KOMMENTAR VON MARCEL SROKA:MUSIK MACHT DAS LEBEN LEBENSWERT!
„Nachdem in den ersten vier Monaten des Jahres keine Public Events möglich waren, haben wir den Anstieg der Veranstaltungen danach deutlich bemerkt“, berichtet Annalena Mandrella, Sprecherin von „D.Live“. Das Unternehmen betreibt in der Landeshauptstadt unter anderem die Merkur Spiel-Arena (Heimspielstätte von Fortuna Düsseldorf) und den PSD Bank Dome. Von Mai bis Dezember 2022 habe es in acht Monaten die gleiche Anzahl an Shows gegeben, die sonst in ganzen zwölf Monaten auf dem Programm stehen.
„Positive Entwicklung nach langer Durststrecke“
„Diese Event-Explosion war für die Branche auf der einen Seite natürlich eine enorm positive Entwicklung nach einer langen Durststrecke.“ Auf der anderen Seite habe es dadurch aber auch Herausforderungen etwa für Veranstalter und Künstler gegeben.
Bei den Gästen sei zudem der Trend zum kurzfristigen Ticketkauf zu bemerken. „Das hat Auswirkungen auf die Produktionen von Konzerten und Shows, die vor allem die Planungssicherheit betreffen“, so Mandrella. Für bestimmte, vor allem aufwendigere Shows, würden die Planungen dadurch schwieriger und unsicherer. „Zum Beispiel gestaltet sich der dadurch kurzfristigere Bedarf an Personal als größere Herausforderung als noch vor zwei Jahren“, berichtet die D.-Live-Sprecherin.

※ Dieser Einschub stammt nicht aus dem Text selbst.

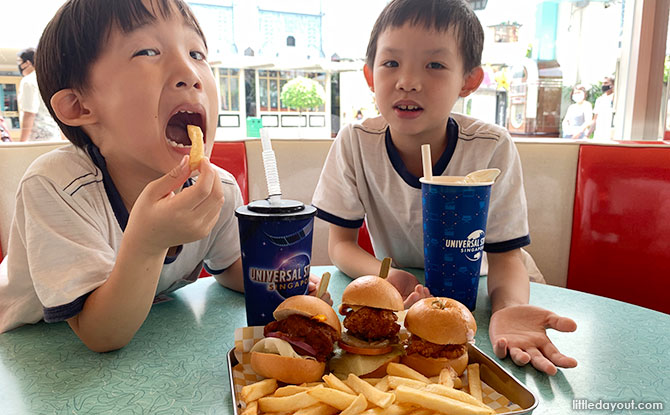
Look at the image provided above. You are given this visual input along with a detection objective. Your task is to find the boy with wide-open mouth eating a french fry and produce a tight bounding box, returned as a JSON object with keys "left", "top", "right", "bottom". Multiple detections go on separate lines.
{"left": 0, "top": 0, "right": 329, "bottom": 351}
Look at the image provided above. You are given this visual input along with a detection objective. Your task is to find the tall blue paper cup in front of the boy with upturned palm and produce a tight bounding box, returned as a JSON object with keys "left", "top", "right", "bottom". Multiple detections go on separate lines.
{"left": 421, "top": 176, "right": 493, "bottom": 310}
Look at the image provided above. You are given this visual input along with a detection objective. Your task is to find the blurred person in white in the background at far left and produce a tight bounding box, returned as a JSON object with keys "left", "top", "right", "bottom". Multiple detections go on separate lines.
{"left": 17, "top": 48, "right": 60, "bottom": 141}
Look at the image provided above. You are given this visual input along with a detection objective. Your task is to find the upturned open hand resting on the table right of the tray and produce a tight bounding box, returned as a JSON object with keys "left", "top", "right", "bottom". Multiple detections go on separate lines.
{"left": 489, "top": 305, "right": 577, "bottom": 376}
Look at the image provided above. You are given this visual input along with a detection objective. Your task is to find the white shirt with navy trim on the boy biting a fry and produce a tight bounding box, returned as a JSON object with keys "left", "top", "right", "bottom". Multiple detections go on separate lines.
{"left": 0, "top": 145, "right": 243, "bottom": 333}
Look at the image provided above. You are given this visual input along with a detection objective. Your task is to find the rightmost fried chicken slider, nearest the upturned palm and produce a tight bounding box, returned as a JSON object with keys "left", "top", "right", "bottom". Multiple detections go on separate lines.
{"left": 401, "top": 297, "right": 477, "bottom": 377}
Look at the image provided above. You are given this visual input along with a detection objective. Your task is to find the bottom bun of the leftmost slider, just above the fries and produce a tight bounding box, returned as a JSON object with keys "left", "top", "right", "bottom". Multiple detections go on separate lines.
{"left": 251, "top": 352, "right": 326, "bottom": 385}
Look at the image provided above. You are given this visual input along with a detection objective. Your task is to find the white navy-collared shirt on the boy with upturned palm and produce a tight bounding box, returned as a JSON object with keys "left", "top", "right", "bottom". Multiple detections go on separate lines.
{"left": 312, "top": 114, "right": 530, "bottom": 268}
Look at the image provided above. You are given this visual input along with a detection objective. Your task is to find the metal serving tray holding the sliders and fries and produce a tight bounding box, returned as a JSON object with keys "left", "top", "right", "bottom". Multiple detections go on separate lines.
{"left": 228, "top": 344, "right": 538, "bottom": 415}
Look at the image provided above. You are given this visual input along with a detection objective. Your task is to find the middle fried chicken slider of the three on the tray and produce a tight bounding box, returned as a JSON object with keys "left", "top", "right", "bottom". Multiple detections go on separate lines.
{"left": 330, "top": 275, "right": 404, "bottom": 377}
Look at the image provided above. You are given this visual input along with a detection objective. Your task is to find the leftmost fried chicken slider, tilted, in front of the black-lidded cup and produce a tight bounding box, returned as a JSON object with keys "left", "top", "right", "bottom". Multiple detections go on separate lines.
{"left": 251, "top": 295, "right": 342, "bottom": 384}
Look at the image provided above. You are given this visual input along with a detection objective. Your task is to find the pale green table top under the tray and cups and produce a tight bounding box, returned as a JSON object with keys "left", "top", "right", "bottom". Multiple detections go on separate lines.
{"left": 0, "top": 267, "right": 670, "bottom": 415}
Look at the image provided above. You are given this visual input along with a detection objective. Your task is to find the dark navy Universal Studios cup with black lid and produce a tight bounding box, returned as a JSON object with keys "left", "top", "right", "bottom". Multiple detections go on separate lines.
{"left": 235, "top": 200, "right": 316, "bottom": 326}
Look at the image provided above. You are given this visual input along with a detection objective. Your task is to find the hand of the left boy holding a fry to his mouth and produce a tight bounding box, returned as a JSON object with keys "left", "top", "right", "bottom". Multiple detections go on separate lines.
{"left": 126, "top": 156, "right": 224, "bottom": 254}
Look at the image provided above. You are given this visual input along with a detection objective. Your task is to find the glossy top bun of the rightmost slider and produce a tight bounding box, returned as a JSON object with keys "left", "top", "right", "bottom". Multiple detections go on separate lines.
{"left": 405, "top": 297, "right": 477, "bottom": 344}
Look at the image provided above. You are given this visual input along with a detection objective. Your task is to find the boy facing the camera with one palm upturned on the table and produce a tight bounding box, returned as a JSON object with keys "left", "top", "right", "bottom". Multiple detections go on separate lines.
{"left": 313, "top": 0, "right": 576, "bottom": 374}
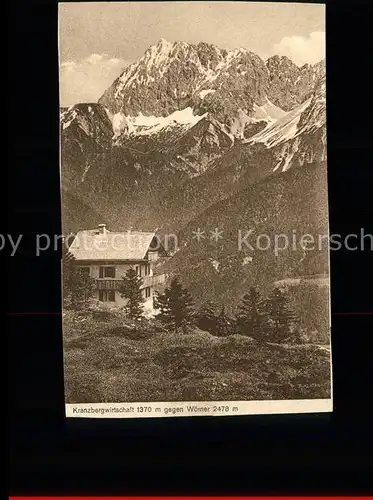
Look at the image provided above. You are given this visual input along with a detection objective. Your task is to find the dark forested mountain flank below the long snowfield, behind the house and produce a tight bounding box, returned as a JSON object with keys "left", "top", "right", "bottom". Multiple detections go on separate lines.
{"left": 61, "top": 105, "right": 237, "bottom": 230}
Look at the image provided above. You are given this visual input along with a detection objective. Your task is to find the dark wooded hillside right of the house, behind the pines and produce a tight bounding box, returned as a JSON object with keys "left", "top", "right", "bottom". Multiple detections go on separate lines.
{"left": 163, "top": 160, "right": 329, "bottom": 334}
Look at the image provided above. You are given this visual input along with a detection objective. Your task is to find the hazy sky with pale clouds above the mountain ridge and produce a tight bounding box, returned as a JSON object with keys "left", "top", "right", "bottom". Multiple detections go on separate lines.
{"left": 59, "top": 1, "right": 325, "bottom": 106}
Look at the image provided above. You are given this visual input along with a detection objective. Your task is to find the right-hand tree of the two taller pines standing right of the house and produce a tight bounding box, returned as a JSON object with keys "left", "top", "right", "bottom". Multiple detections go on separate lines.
{"left": 266, "top": 288, "right": 296, "bottom": 342}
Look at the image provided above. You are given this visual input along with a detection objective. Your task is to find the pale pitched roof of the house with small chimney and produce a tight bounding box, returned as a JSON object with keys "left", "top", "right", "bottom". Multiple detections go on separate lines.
{"left": 69, "top": 229, "right": 155, "bottom": 260}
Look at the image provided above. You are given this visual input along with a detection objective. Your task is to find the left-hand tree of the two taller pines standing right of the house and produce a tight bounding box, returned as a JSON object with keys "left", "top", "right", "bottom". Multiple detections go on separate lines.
{"left": 236, "top": 287, "right": 266, "bottom": 340}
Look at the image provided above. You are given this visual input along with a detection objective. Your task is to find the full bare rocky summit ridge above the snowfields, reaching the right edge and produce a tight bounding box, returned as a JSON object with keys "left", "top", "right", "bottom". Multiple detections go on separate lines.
{"left": 98, "top": 39, "right": 322, "bottom": 131}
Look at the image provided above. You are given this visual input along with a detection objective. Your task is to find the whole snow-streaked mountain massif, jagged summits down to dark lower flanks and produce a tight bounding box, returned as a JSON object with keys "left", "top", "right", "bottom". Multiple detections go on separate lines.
{"left": 61, "top": 37, "right": 325, "bottom": 234}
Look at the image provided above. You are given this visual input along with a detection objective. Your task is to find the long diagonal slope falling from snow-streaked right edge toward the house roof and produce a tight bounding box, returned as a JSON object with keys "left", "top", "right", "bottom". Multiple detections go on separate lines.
{"left": 150, "top": 75, "right": 326, "bottom": 230}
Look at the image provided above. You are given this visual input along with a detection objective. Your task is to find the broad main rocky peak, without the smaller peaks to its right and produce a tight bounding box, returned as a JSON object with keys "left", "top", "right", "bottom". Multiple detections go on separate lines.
{"left": 99, "top": 39, "right": 269, "bottom": 116}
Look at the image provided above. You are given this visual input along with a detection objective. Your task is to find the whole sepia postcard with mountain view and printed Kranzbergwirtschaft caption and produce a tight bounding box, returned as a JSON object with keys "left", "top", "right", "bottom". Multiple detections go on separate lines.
{"left": 59, "top": 2, "right": 332, "bottom": 418}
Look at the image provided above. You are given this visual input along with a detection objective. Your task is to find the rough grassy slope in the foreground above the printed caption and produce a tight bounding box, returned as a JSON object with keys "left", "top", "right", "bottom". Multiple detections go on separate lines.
{"left": 63, "top": 311, "right": 330, "bottom": 403}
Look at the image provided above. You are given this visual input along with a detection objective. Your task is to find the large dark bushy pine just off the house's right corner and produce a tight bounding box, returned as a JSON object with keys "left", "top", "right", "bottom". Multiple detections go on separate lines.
{"left": 155, "top": 278, "right": 193, "bottom": 333}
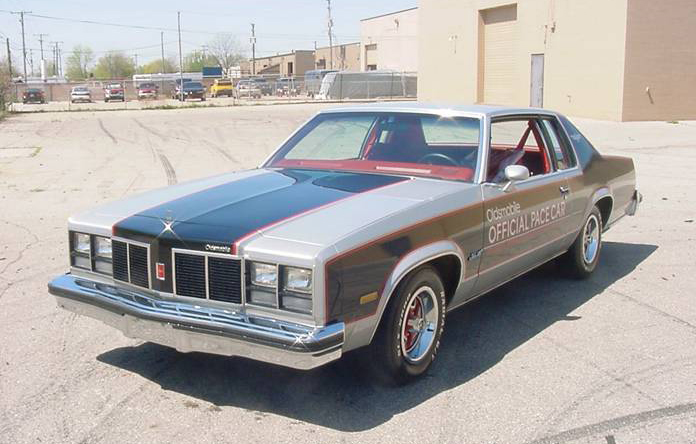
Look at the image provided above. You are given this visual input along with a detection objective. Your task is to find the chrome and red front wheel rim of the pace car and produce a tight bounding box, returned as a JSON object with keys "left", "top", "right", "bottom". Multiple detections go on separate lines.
{"left": 401, "top": 287, "right": 440, "bottom": 363}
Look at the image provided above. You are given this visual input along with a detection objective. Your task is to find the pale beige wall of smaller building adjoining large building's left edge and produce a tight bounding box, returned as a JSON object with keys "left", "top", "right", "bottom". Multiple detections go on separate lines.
{"left": 360, "top": 8, "right": 419, "bottom": 71}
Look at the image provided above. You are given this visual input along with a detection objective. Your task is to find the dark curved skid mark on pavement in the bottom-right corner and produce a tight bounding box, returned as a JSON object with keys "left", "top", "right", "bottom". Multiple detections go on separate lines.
{"left": 526, "top": 402, "right": 696, "bottom": 444}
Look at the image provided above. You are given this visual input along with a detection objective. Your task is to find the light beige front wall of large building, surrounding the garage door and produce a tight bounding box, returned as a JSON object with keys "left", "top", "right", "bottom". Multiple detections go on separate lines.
{"left": 418, "top": 0, "right": 627, "bottom": 120}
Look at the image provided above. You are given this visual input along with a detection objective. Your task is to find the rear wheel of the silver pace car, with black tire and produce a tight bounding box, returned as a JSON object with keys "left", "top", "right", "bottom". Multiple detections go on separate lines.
{"left": 559, "top": 207, "right": 603, "bottom": 279}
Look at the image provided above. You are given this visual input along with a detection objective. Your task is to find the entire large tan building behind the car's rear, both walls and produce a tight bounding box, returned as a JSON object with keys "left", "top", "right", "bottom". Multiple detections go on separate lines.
{"left": 418, "top": 0, "right": 696, "bottom": 121}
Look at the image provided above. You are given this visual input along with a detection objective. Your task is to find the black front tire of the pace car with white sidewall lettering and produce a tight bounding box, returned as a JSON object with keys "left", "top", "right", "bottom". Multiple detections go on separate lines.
{"left": 367, "top": 266, "right": 445, "bottom": 385}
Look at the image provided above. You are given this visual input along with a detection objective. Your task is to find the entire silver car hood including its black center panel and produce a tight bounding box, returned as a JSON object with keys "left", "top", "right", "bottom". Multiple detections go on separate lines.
{"left": 70, "top": 169, "right": 474, "bottom": 251}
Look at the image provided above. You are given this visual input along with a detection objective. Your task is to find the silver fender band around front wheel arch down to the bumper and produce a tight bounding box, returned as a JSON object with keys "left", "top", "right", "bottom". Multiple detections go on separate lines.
{"left": 344, "top": 240, "right": 465, "bottom": 351}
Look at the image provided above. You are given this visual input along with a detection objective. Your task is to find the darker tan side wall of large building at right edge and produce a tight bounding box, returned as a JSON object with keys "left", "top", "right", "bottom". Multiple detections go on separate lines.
{"left": 623, "top": 0, "right": 696, "bottom": 120}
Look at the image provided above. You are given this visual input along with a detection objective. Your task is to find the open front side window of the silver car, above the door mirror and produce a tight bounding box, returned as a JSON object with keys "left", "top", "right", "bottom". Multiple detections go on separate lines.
{"left": 487, "top": 118, "right": 551, "bottom": 183}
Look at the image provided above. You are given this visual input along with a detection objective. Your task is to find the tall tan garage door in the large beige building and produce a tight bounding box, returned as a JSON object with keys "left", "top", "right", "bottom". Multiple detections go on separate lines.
{"left": 481, "top": 5, "right": 517, "bottom": 105}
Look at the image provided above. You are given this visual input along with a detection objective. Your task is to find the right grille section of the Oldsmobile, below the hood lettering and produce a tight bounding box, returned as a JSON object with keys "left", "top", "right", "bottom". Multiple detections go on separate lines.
{"left": 173, "top": 250, "right": 242, "bottom": 304}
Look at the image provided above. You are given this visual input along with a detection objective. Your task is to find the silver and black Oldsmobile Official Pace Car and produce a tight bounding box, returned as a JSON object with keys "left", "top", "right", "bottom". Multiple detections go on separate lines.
{"left": 49, "top": 103, "right": 641, "bottom": 383}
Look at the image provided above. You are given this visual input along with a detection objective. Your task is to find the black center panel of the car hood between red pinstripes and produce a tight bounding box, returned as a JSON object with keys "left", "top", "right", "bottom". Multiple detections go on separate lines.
{"left": 113, "top": 169, "right": 406, "bottom": 250}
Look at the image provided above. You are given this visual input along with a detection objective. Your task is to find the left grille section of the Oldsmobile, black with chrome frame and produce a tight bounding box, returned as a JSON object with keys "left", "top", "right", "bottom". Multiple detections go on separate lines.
{"left": 111, "top": 239, "right": 150, "bottom": 288}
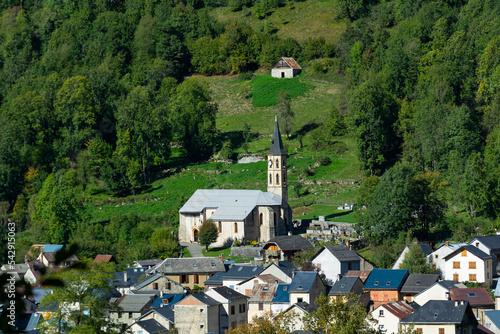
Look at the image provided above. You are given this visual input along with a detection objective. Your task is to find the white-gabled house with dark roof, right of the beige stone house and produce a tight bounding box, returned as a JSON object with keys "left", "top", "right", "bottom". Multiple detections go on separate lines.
{"left": 205, "top": 286, "right": 249, "bottom": 333}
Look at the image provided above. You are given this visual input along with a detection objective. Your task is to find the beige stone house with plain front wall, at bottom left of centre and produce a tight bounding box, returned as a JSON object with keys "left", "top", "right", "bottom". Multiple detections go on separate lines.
{"left": 174, "top": 293, "right": 222, "bottom": 334}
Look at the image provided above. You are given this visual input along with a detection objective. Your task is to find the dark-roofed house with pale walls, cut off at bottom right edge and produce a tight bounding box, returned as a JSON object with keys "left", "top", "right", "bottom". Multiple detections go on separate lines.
{"left": 401, "top": 300, "right": 479, "bottom": 334}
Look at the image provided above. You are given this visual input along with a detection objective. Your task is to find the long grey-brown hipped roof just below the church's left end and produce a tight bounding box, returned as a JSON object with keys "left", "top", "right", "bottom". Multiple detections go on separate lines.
{"left": 147, "top": 257, "right": 226, "bottom": 275}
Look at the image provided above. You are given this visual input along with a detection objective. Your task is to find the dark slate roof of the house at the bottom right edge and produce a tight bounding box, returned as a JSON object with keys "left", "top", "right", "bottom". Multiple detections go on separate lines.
{"left": 401, "top": 300, "right": 477, "bottom": 324}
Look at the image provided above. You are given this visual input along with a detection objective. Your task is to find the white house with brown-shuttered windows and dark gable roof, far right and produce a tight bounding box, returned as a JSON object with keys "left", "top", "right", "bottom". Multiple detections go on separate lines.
{"left": 444, "top": 246, "right": 493, "bottom": 287}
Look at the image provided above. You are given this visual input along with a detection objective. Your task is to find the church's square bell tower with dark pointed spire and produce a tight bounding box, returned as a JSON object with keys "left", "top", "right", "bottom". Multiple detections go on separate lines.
{"left": 267, "top": 116, "right": 288, "bottom": 202}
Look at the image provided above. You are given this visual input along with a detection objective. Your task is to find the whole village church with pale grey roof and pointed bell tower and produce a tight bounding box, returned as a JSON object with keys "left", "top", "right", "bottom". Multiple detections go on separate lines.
{"left": 179, "top": 118, "right": 292, "bottom": 247}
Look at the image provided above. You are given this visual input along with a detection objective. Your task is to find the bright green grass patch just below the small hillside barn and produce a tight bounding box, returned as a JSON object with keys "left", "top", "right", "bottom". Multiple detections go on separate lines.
{"left": 251, "top": 74, "right": 314, "bottom": 107}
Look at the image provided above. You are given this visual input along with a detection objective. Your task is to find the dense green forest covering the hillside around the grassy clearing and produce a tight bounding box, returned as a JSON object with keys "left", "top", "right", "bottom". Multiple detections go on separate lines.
{"left": 0, "top": 0, "right": 500, "bottom": 263}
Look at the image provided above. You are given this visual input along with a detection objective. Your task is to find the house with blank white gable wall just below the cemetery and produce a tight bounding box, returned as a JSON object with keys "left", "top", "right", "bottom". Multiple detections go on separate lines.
{"left": 311, "top": 245, "right": 361, "bottom": 284}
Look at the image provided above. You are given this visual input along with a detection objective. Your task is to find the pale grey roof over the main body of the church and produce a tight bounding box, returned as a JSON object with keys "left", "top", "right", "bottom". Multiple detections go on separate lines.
{"left": 179, "top": 189, "right": 282, "bottom": 220}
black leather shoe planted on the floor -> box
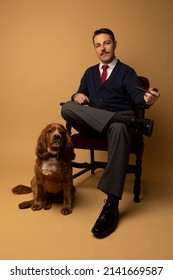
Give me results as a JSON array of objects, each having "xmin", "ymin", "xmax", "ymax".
[{"xmin": 91, "ymin": 203, "xmax": 119, "ymax": 238}]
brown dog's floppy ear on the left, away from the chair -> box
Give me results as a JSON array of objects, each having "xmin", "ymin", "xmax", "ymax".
[{"xmin": 36, "ymin": 126, "xmax": 49, "ymax": 159}]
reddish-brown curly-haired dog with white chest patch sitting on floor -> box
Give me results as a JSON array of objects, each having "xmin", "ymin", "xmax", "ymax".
[{"xmin": 12, "ymin": 123, "xmax": 75, "ymax": 215}]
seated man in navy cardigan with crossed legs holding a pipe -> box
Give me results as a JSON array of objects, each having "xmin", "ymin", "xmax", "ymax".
[{"xmin": 62, "ymin": 28, "xmax": 159, "ymax": 238}]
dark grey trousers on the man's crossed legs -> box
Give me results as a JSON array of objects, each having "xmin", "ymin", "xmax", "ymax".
[{"xmin": 61, "ymin": 101, "xmax": 132, "ymax": 199}]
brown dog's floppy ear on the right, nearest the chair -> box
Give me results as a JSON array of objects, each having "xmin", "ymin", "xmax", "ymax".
[{"xmin": 59, "ymin": 124, "xmax": 75, "ymax": 161}]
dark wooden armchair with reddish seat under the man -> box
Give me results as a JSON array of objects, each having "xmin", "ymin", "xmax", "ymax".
[{"xmin": 60, "ymin": 76, "xmax": 150, "ymax": 203}]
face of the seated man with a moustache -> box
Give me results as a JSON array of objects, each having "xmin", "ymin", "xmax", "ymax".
[{"xmin": 93, "ymin": 33, "xmax": 116, "ymax": 64}]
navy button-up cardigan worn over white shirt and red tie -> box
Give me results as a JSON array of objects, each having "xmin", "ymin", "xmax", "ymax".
[{"xmin": 72, "ymin": 60, "xmax": 147, "ymax": 112}]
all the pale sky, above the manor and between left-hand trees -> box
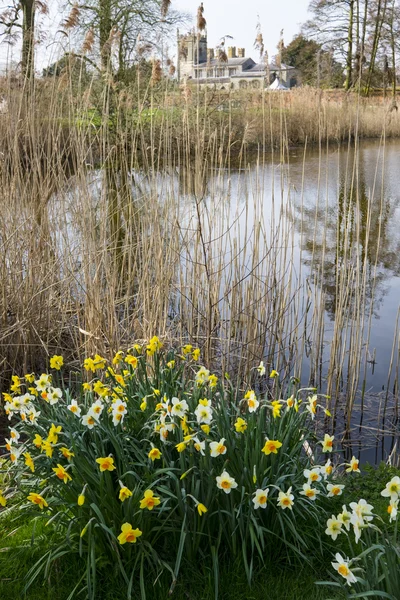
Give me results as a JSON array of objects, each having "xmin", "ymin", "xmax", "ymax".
[{"xmin": 0, "ymin": 0, "xmax": 309, "ymax": 71}]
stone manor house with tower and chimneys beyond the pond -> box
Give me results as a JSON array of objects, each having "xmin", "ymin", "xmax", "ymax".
[{"xmin": 177, "ymin": 30, "xmax": 300, "ymax": 89}]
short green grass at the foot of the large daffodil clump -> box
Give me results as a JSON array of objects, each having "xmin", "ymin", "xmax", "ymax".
[{"xmin": 0, "ymin": 513, "xmax": 343, "ymax": 600}]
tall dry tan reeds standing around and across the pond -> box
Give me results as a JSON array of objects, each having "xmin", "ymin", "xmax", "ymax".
[{"xmin": 0, "ymin": 74, "xmax": 400, "ymax": 446}]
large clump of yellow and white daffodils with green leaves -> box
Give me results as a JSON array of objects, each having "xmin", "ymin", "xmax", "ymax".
[{"xmin": 0, "ymin": 337, "xmax": 342, "ymax": 599}]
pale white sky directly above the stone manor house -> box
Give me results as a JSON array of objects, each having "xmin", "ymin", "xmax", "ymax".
[{"xmin": 172, "ymin": 0, "xmax": 309, "ymax": 60}]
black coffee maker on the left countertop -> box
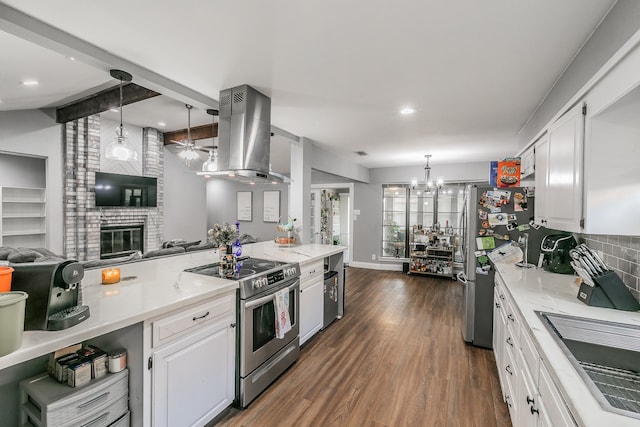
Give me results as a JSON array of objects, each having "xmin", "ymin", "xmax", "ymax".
[{"xmin": 11, "ymin": 260, "xmax": 89, "ymax": 331}]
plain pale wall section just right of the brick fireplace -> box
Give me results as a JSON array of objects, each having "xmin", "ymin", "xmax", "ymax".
[{"xmin": 164, "ymin": 148, "xmax": 207, "ymax": 242}]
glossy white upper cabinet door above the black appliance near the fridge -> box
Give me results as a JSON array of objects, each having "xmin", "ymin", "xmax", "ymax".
[{"xmin": 545, "ymin": 104, "xmax": 584, "ymax": 232}]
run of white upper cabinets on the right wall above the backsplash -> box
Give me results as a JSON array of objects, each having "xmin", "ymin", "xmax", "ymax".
[{"xmin": 534, "ymin": 36, "xmax": 640, "ymax": 236}]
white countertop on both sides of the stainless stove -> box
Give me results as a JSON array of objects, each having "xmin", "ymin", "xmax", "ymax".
[{"xmin": 0, "ymin": 242, "xmax": 346, "ymax": 425}]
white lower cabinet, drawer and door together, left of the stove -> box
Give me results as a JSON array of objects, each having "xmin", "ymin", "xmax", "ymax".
[{"xmin": 145, "ymin": 294, "xmax": 236, "ymax": 427}]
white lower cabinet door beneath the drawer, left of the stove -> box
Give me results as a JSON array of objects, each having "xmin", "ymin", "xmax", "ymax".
[{"xmin": 151, "ymin": 316, "xmax": 235, "ymax": 427}]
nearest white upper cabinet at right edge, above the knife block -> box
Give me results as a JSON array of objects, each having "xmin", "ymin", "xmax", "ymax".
[{"xmin": 583, "ymin": 38, "xmax": 640, "ymax": 236}]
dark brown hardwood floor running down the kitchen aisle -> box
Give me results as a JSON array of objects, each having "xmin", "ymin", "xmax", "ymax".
[{"xmin": 212, "ymin": 267, "xmax": 510, "ymax": 427}]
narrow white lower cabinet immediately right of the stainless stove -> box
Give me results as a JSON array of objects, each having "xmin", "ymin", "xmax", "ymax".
[{"xmin": 300, "ymin": 260, "xmax": 324, "ymax": 345}]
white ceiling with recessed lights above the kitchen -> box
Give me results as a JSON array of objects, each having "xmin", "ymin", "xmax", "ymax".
[{"xmin": 0, "ymin": 0, "xmax": 615, "ymax": 170}]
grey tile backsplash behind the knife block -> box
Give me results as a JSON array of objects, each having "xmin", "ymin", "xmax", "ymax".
[{"xmin": 576, "ymin": 234, "xmax": 640, "ymax": 301}]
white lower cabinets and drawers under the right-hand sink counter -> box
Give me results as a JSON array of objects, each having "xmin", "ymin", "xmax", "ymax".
[{"xmin": 493, "ymin": 275, "xmax": 576, "ymax": 427}]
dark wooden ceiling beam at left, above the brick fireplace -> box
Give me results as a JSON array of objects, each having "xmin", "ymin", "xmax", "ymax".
[{"xmin": 56, "ymin": 83, "xmax": 160, "ymax": 123}]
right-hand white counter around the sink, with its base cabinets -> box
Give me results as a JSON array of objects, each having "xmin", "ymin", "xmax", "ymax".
[{"xmin": 494, "ymin": 264, "xmax": 640, "ymax": 426}]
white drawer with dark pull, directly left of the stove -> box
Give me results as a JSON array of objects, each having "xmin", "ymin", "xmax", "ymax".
[{"xmin": 151, "ymin": 293, "xmax": 236, "ymax": 347}]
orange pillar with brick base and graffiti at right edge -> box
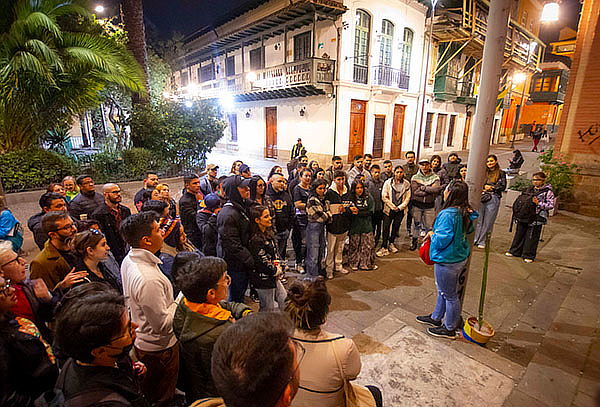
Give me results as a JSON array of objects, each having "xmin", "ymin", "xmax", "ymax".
[{"xmin": 555, "ymin": 0, "xmax": 600, "ymax": 216}]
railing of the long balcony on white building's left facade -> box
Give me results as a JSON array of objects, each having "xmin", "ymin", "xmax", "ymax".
[{"xmin": 179, "ymin": 58, "xmax": 335, "ymax": 99}]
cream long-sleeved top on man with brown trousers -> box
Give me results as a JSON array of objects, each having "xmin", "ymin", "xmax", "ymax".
[{"xmin": 121, "ymin": 248, "xmax": 177, "ymax": 352}]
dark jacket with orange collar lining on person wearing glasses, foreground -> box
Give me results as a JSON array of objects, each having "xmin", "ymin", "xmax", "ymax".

„Wir haben einen gut gefüllten Eventkalender für 2023 und dieser wird sich auch noch weiter füllen. Der Nachholbedarf an Events ist weiterhin da, viele neue Touren kommen hinzu. Trotz der Herausforderungen blicken wir positiv auf das Jahr 2023.“
Veranstalter: „Konzertmarkt funktioniert momentan nicht“
Einen etwas anderen Blick auf das kommende Jahr hat Maximilian Janetzki. Normalerweise veranstaltet er Konzerte und keine Weihnachtsmärkte. Doch mit der Organisation des „City-Adventszaubers“, der Neuauflage des Weihnachtsmarktes in der Oberhausener Innenstadt, hatte er nun neues Terrain betreten – und das nicht ganz freiwillig. „Der Konzertmarkt funktioniert momentan einfach nicht“, sagt der Geschäftsführer der Veranstaltungsagentur Indie Radar Ruhr. Und das liege nicht nur an den Folgen der Pandemie. „Corona ist ja nicht weg. Hinzu kommen die steigende Inflation, die Energiekrise und der Fachkräftemangel in der Branche. Wir befinden uns in einer Multi-Krise.“
Und diese Multi-Krise sei für Janetzki herausfordernder als zwei Jahre Corona. Während der Pandemie gab es staatliche Hilfen für die Veranstaltungsszene. Mit diesen hätten sich Events relativ risikofrei planen lassen. Das sei jetzt anders. Die Kosten würden explodieren. Maximilian Janetzki rechnet vor: Lag der Tagessatz für einen Veranstaltungstechniker vor den Krisen noch zwischen 100 und 250 Euro, sind die Tagessätze mittlerweile zum Teil auf über 400 Euro gestiegen. Und weil viele Techniker coronabedingt der Branche den Rücken zugekehrt haben, sei es noch schwieriger, überhaupt Personal zu finden.
Auch die Hallenbetreiber würden deutlich höhere Mieten nehmen, um Ausfälle und die Folgen der Energiekrise zu kompensieren. Die steigende Inflation würde zudem zu höheren Ticketpreisen führen. „Der Ticketverkauf geht enorm zurück.“ Janetzki selbst hat die Reißleine gezogen. Konzerte in Clubs oder größeren Hallen plant er erst wieder ab April 2023 und hofft auf staatliche Unterstützung, um gerade kleinen Künstler zu helfen.